Went on to explain, "sex" and "porn" distinction

But love and emotion, the most defining factor is that sexual activity between adults in mutual respect. Not all porn sex on someone in a humble place, but you need to make a child understand the difference. Jelinek said: " we want to teach your child about sex and love of beauty, so that they can feel it in the context of a . "This helps them will obviously lose respect for tell. "They should understand that a violation of a person's dignity, is very boring. ”

Set the child contact boundary

Your child pornographic content cannot be completely isolated, but watch you can explain to them why they are wrong. You need to construct moral coordinates for them and ensure that they are able to understand and use the coordinates. "A 10-year-olds should not have access to pornographic content, just as they should not be drinking alcohol a drug," Jelinek said, " drinking drugs porn itself has no moral properties, but I can do these things because I'm an adult . ”

Finally help them understand online content the greater harm

With offline more blurred so that children understand reality and fiction has become a more important on the difference between the porn itself. "Photo service software Instagram harm and pornographic content, you must also tell your child," Jelinek said, " show thing in the social software is not real life, publishing content on these platforms is carefully edited by users themselves, when in fact they were not always so happy . Unhappy is normal, and to be honest, my social media concerns about the impact on a child's self-esteem more than pornography. Instagram smile every day is very bad behavior, it's better than watching two sexual intercourse against much larger. ”


如何对小孩进行性教育?《花花公子》内容总监如是说 - 性教育,花花公子 - IT资讯

在你的儿童时代,父母总是会担心你在某个朋友的家中过夜。如果说这位朋友的父母恰好有付费观看色情节目频道的习惯,抑或他的大哥哥收藏了一整沓的《花花公子》杂志,你幼小的心灵就会被色情玷污,而你的父母本身有义务将他们自己的色情内容锁在你不知道的地方。

但是,今天有92%的男孩和62%的女孩都接触过网络色情内容,毕竟这种东西自始至终都存在于互联网空间中,对色情内容实现有效控制或管理这种的事情想想都会令人发疯。

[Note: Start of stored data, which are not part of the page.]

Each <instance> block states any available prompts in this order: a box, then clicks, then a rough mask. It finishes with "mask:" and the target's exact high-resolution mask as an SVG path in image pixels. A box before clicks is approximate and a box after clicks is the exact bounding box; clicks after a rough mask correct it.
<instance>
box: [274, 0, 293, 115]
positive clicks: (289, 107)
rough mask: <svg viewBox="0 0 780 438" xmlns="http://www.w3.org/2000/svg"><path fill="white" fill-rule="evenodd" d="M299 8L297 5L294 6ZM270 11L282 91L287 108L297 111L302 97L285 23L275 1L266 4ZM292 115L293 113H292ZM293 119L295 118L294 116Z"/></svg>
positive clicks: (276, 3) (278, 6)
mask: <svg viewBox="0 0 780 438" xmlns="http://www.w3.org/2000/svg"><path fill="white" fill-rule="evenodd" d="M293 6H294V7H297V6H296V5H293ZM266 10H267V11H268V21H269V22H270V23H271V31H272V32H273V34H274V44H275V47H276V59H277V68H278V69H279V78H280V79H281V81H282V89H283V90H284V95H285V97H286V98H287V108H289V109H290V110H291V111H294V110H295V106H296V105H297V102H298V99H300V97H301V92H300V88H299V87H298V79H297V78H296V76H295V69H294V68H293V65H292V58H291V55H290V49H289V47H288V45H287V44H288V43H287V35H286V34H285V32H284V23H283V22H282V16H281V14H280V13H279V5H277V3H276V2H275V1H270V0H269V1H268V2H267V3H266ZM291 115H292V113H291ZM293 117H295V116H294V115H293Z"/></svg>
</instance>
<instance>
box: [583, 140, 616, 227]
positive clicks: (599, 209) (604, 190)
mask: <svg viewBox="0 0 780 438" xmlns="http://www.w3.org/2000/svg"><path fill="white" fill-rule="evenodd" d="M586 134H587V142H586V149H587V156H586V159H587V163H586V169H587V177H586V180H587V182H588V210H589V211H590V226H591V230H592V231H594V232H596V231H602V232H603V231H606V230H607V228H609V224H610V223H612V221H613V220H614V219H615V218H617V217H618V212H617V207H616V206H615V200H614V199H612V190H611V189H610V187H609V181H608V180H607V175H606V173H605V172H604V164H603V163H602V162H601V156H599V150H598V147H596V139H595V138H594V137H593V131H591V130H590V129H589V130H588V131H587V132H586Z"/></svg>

不过,《花花公子》杂志的内容总监吉米·杰利内克(Jimmy Jellinek)并不这么想,考虑到自己的日常工作职责,他心中的担忧可能比你还多。杰利内克本人育有一个10岁的女儿和一个6岁的儿子,而他自己已经在男性色情媒体行业工作了近20年。在如何回答孩子们提出的“那个男人在对那个女人做什么”这样的问题上,杰利内克的答案显得既深刻又低调

这并不是在说杰利内克不担心色情对儿童的影响,其实他很担心这个问题,但是,杰利内克的想法或许与你有所差异。以下就是他对儿童性教育给出的一些建议。

对孩子定义“性”

“性”是成人之间健康而有趣的感情表达方式,不过杰利内克并没有停留在这一个论点上。“在我的家中,性并不是一个男人和一个女人之间的事情,”杰利内克说,“它是两个相爱的人之间的事情,男人与男人或者女人与女人之间也是可以的。如果你将这些选项抹杀了,那么在小孩遇到有关性的内容时他们就会感到迷惑,所以我要将它们全盘托出。”

然后向他们解释“色情”

你需要让小孩明白色情并未反映现实,它们是虚构的产物。”杰利内克说,“可能这些概念对于孩子而言有些太大了,所以你需要将事情说得很简单。告诉他们一切从屏幕上显示出来的东西都不是真实的,一些未来主义者可能会反对我,但是这都无所谓。”

接着阐释“性”和“色情”的区别

除了爱与情感,最能定义性的因素就是性行为中成人之间的相互尊重。并不是所有色情作品都会将性行为中的某个人放在卑贱的位置上,但是你需要让孩子理解其中的差异。杰利内克说:“我们要教给孩子性与爱的优美之处,这样他们才能在一种语境下感受这一切。”这有助于他们将明显有失尊重的内容辨别出来。“此时他们应该明白,有辱某人尊严的东西是很无聊的。”

为孩子设定接触边界

你无法将孩子与色情内容完全隔绝,但是你可以向他们解释为什么观看这些内容是不对的。你需要努力为他们构建起道德坐标并确保他们能够理解并运用这一坐标。“一个10岁的孩子不应该接触色情内容,这就像他们不应该饮酒嗑药一样,”杰利内克说,“饮酒嗑药看黄片本身没有道德属性,但是我能做这些事是因为我是一个成人。”

最后帮助他们理解网络内容的更大危害

随着线上线下的界限愈加模糊,让孩子理解真实与虚构之间区别的重要性已经超过了色情本身。“图片社交软件Instagram的危害与色情内容相当,你必须将这些东西也告诉自己的孩子,”杰利内克说,“社交软件上展示的东西不是真实的生活,发布在这些平台上的内容是使用者精心编辑过的自己,而实际上他们并非时时刻刻都那么开心。不开心是正常的,老实说,我对社交媒体对孩子自尊造成冲击的担忧大于色情内容。每天在Instagram发笑脸实在是非常有害的行为,这比观看两个人性交的危害大得多。”